Çekişmeli taşınmazın bulunduğu yerde 3116 Sayılı Yasaya göre 1946 yılında yapılıp kesinleşen orman tahdidi bulunmaktadır. Daha sonra 1980 yılında 7 Numaralı Orman Kadastro Komisyonuna bağlı 3 Numaralı Ekip tarafından yapılıp 31.03.1981 tarihinde ilan edilen, itirazların incelenmesiyle komisyon çalışmaları da 14.06.1982 tarihinde ilan edilip, itirazsız yerlerde 31.03.1982, itirazlı yerlerde ise 14.06.1983 tarihinde kesinleşen aplikasyon ve 1744 Sayılı Yasa ile değişik 6831 Sayılı Yasanın 2. madde uygulaması, 58 Numaralı Orman Kadastro Komisyonunca 1986 yılında yapılıp 22.05.1986 tarihinde ilan edilen aplikasyon ve her hangi bir nedenle orman sınırları dışında bırakılmış olan ormanların kadastrosu ile 2896 Sayılı Yasa ile değişik 6831 Sayılı Yasanın 2/B madde uygulaması, yine 58 Numaralı Orman Kadastro Komisyonunca 1987 yılında yapılıp 23.12.1988 tarihinde ilan edilen aplikasyon ve her hangi bir nedenle orman sınırları dışında bırakılmış olan ormanların kadastrosu ile 3302 Sayılı Yasa ile değişik 6831 Sayılı Yasanın 2/B madde uygulaması vardır.
… Köyünde 1963 yılında yapılıp 20.12.1978 ila 19.01.1979 tarihleri arasında ilan edilen genel kadastroda 136 parsel sayılı 286800 m2 yüzölçümündeki taşınmaz taşlık ve ham … niteliğiyle Hazine adına tesbit edilmiş, … … ve arkadaşlarının itirazları Tapulama komisyonunun 07.01.1980 gün ve 1980/108 sayılı kararıyla red edilmiştir.

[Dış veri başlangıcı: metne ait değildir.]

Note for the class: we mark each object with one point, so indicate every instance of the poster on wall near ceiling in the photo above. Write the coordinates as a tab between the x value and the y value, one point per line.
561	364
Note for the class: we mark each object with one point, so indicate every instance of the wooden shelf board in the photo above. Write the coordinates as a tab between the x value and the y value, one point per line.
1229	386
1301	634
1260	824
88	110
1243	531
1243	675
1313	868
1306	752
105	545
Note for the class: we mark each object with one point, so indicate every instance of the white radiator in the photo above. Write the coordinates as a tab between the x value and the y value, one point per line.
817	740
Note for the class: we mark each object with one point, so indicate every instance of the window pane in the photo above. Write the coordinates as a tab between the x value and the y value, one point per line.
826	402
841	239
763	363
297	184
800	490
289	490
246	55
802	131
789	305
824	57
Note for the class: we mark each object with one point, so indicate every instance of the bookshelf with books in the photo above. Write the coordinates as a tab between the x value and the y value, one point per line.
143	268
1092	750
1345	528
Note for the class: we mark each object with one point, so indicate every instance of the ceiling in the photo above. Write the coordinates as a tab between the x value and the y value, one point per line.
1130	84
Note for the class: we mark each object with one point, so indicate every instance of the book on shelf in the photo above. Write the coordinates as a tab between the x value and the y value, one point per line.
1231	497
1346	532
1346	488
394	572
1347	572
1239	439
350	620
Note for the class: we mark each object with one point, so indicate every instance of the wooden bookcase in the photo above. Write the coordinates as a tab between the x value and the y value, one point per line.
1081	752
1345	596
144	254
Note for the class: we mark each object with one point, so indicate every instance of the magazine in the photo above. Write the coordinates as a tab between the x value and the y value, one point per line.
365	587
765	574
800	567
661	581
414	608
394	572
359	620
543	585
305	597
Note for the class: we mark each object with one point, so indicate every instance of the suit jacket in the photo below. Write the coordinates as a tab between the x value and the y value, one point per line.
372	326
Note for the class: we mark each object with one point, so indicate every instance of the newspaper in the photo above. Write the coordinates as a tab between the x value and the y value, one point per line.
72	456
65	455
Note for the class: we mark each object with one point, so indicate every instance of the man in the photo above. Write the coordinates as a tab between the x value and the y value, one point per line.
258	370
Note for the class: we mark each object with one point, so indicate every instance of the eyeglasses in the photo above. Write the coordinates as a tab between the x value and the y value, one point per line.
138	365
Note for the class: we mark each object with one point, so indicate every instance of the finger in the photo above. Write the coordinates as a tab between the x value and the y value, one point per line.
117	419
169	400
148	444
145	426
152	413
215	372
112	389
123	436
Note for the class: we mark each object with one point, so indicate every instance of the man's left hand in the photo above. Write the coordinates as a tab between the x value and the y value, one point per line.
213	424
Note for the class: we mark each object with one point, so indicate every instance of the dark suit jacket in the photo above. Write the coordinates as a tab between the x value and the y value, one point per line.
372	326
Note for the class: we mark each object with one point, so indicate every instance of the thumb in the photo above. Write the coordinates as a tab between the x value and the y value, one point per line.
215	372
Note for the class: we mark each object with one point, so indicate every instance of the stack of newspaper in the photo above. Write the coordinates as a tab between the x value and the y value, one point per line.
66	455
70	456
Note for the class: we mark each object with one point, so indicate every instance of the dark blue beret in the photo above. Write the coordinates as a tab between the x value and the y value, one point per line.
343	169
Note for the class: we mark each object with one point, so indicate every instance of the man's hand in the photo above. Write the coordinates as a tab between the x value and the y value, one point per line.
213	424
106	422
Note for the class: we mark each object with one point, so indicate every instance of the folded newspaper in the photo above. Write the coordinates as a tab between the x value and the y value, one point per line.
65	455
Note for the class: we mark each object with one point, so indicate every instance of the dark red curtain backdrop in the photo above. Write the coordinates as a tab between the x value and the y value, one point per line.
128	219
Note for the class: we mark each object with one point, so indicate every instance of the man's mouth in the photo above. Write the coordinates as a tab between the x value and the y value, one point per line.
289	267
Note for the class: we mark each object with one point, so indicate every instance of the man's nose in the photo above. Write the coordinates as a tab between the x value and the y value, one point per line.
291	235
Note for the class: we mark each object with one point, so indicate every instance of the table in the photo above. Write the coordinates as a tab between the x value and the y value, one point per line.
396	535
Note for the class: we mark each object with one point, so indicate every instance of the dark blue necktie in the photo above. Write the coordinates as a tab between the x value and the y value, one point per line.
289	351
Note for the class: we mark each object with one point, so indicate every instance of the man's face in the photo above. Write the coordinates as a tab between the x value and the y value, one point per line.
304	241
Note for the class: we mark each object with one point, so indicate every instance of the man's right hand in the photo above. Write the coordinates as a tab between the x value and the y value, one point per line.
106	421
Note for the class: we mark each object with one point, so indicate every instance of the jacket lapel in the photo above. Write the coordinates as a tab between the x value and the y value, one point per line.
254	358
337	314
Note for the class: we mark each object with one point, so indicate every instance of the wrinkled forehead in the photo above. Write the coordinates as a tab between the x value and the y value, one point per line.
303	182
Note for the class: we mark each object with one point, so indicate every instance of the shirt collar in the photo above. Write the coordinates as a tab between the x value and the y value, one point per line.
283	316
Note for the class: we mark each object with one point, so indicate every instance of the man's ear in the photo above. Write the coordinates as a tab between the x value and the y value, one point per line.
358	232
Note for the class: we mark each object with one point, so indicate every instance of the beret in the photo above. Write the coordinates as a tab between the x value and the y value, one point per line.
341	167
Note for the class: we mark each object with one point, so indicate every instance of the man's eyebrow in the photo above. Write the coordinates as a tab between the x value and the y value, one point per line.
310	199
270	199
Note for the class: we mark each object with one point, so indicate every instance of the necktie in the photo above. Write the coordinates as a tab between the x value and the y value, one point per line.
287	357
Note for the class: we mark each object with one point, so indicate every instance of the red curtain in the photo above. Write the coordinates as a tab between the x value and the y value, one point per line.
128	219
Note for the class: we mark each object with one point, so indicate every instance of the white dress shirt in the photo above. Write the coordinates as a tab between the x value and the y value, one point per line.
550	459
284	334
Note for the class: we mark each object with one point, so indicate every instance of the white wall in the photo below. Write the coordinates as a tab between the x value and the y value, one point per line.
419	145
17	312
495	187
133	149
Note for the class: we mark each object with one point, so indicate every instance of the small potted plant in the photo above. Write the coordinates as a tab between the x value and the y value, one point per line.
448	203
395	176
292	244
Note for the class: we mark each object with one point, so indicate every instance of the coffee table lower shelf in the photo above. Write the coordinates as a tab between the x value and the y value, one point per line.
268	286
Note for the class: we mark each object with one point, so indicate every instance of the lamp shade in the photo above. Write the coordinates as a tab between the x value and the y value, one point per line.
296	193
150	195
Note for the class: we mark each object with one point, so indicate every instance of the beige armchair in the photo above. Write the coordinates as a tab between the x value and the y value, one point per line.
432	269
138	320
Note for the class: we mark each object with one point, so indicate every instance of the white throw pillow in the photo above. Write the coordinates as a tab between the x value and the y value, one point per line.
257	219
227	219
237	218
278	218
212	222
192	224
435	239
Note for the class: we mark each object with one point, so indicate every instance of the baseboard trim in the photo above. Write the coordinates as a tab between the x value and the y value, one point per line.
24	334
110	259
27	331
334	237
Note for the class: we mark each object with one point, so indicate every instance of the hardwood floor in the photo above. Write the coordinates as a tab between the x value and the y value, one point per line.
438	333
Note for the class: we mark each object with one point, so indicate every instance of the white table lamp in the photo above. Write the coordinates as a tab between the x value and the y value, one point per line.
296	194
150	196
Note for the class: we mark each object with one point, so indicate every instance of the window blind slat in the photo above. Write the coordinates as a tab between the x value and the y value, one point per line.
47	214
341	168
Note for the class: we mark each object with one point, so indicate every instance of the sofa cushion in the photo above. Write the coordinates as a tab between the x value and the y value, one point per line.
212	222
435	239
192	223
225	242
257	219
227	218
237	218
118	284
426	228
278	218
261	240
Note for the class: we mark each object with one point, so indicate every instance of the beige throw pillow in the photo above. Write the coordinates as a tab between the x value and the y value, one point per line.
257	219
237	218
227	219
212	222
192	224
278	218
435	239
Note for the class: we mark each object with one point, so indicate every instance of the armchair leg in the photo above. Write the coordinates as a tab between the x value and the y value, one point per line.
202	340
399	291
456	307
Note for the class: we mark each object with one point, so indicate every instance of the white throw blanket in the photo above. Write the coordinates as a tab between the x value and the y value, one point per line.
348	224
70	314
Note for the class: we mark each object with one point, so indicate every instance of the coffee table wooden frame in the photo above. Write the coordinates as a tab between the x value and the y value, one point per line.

Her ne kadar mahkemece, çekişmeli taşınmazın kadastro tesbitinin kesinleştiği tarihten sonra dava tarihine kadar 10 yıllık hak düşürücü sürenin geçtiği gerekçesiyle davanın reddine karar verilmişse de, çekişmeli taşınmazında içinde yer aldığı … Köyü 136 sayılı parselin kadastro tesbitinin … Tapulama Mahkemesinin 18.03.1987 gün ve 1983/130-67 Sayılı Kararının Yargıtay 7. Hukuk Dairesinin 22.05.1992 gün ve 2683-14916 ayılı karı ile onanıp, karar düzeltme isteminin de aynı dairenin 11.06.1993 gün ve 1992/11733-1993/5961 sayılı kararı ile red edildikten sonra kesinleştiği, başka deyişle davanın kadastro tesbitinin kesinleşmesinden sonra 10 yıllık hak düşücü süre içinde açıldığı, bu nedenle mahkeme gerekçesi yerinde değilse de, çekişmeli parselin Hazine adına Ham Topak ve Çalılık olarak tesbitine bir kısım gerçek kişilerin itiraz ettikleri, sözü edilen tapulama mahkemesi kararı ile çekişmeli parselin … Tevzi Komisyonunca taşlık ve çalılık nitelikli 3 ada 55 ve 56 sayılı … tevzii parseli olarak belirlenmesi nedeniyle, zilyetliğin ancak bu tarihten sonra, yani 1952 yılından sonra başladığı kabule edileceğine, bu tarihten kadastro tesbitinin yapıldığı 1963 yılına kadar 20 yıllık zilyetlik süresi dolmadığına, bu tarihten sonra ise mevcut dava nedeniyle taşınmazın kesintisiz ve nizasız zilyet edildiğinden söz edilemeyeceğine, taşınmaz tapuya kayıt edildikten sonra kazandırıcı zamanaşımı zilyetliğine konu edilemeyeceğine göre, mahkemenin red hüküm gerekçesinin açıklandığı gibi düzeltilmesine, tüm temyiz itirazlarının reddiyle sonuç olarak usul ve yasaya uygun olan hükmün gerekçesi değiştirilerek ONANMASINA, aşağıda yazılı onama harcının temyiz edenlere yükletilmesine 16/07/2009 günü oybirilği ile karar verildi.